Bukti-bukti masuknya agama Hindu di Jawa Tengah diberikan persaksian oleh prasasti batu Tuk Mas di desa Dakawu yang menyebutkan pujian terhadap kesucian sungai Gangga disertai gambar-gambar atribut Dewa Tri Murti, yaitu : Kendi (amrta-Brahma), Gadha (Wisnu) dan Trisula (Siwa) yang diperkirakan dibuat pada tahun 650 Masehi.

Pada zaman yang berikutnya, prasasti Canggal di gunung Wukir Jawa Tengah yang berangka tahun 654 S = 732 Masehi, menyebutkan pemujaan terhadap Dewa Siwa, Wisnu dan Brahma dalam suatu susunan yang vertikal, dengan mentokohkan Dewa Siwa sebagai yang paling dominan. Ini berarti secara konkrit pada 732 Masehi agama Hindu dalam arti pemujaan Tri Murti telah muncul di Jawa Tengah.

Munculnya agama Hindu di Jawa Timur ditandai oleh prasasti Dinoyo pada 760 Masehi. Di dalam prasasti ini terdapat kata putikeswara yang berarti api suci dari Dewa Siwa. Perkembangannya kemudian merupakan kelanjutan dari Jawa Tengah dengan berbagai corak.

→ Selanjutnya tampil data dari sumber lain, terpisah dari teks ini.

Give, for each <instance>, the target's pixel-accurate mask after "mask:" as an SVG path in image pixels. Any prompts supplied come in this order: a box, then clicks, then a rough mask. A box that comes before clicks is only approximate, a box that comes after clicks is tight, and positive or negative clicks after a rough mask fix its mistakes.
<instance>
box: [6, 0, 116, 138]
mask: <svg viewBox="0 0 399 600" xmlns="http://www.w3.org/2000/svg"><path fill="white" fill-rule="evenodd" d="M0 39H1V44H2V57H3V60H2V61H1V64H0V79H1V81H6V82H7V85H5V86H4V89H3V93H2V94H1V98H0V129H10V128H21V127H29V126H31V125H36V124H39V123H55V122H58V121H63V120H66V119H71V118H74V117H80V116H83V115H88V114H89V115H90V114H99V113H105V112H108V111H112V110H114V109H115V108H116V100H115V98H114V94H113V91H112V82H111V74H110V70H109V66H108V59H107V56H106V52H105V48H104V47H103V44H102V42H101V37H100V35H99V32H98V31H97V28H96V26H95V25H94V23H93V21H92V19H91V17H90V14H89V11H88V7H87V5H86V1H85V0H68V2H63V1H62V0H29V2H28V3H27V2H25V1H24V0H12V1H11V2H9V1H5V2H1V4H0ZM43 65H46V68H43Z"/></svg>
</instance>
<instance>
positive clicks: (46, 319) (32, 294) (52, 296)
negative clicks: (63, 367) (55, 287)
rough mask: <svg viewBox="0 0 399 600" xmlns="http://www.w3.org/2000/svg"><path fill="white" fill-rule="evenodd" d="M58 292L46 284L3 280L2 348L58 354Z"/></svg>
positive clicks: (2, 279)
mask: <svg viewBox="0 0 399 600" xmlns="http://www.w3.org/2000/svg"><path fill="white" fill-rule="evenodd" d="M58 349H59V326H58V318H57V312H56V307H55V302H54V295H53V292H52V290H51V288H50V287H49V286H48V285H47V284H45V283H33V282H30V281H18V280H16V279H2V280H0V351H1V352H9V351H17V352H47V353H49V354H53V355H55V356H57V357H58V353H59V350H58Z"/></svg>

Pengertian Tri Murti di Indonesia adalah pemujaan terhadap tiga dewa yaitu Brahma, Wisnu dan Siwa secara vertikal dengan pemujaan terhadap Dewa Siwa paling menonjol. Karena itu paham Tri Murti di Indonesia sering disebut Siwaisme atau sebaliknya Siwaisme atau agama Siwa adalah cakupan Waisnawa dan Brahmaisme. Inilah yang secara nyata kita anut di Indonesia sekarang. Mengenai siapa yang menyebarkan agama Siwa (baea : Hindu) di Indonesia, para ahli menunjukkan kepada seorang tokoh yaitu : Maharsi Agastya yang banyak namanya diabadikan pada prasasti-prasasti dalam Kesusastraan Jawa Kuno.

Disamping agama Hindu, maka agama Buddha juga masuk ke Indonesia. Menurut penelitian para ahli, bahwa agama Buddha Hinayana masuk ke Indonesia diperkirakan pada abad ke 3 Masehi. Hal ini diberikan persaksian oleh arca perunggu berbentuk Buddha Dipangkara yang terdapat di Sempaga-Sulawesi Tengah yang memakai gaya amarawati. Di Jawa Tengah agama Buddha Hinayana telah ada tahun 664 Masehi, dimana seorang pendeta Buddha Cina bernama Hwining menterjemahkan kitab Mulasarwastiwadanikaya, yaitu salah satu kitab suci Buddha Hinayana, bersama pendeta Indonesia (Holing) yang bernama Jnanabhadra.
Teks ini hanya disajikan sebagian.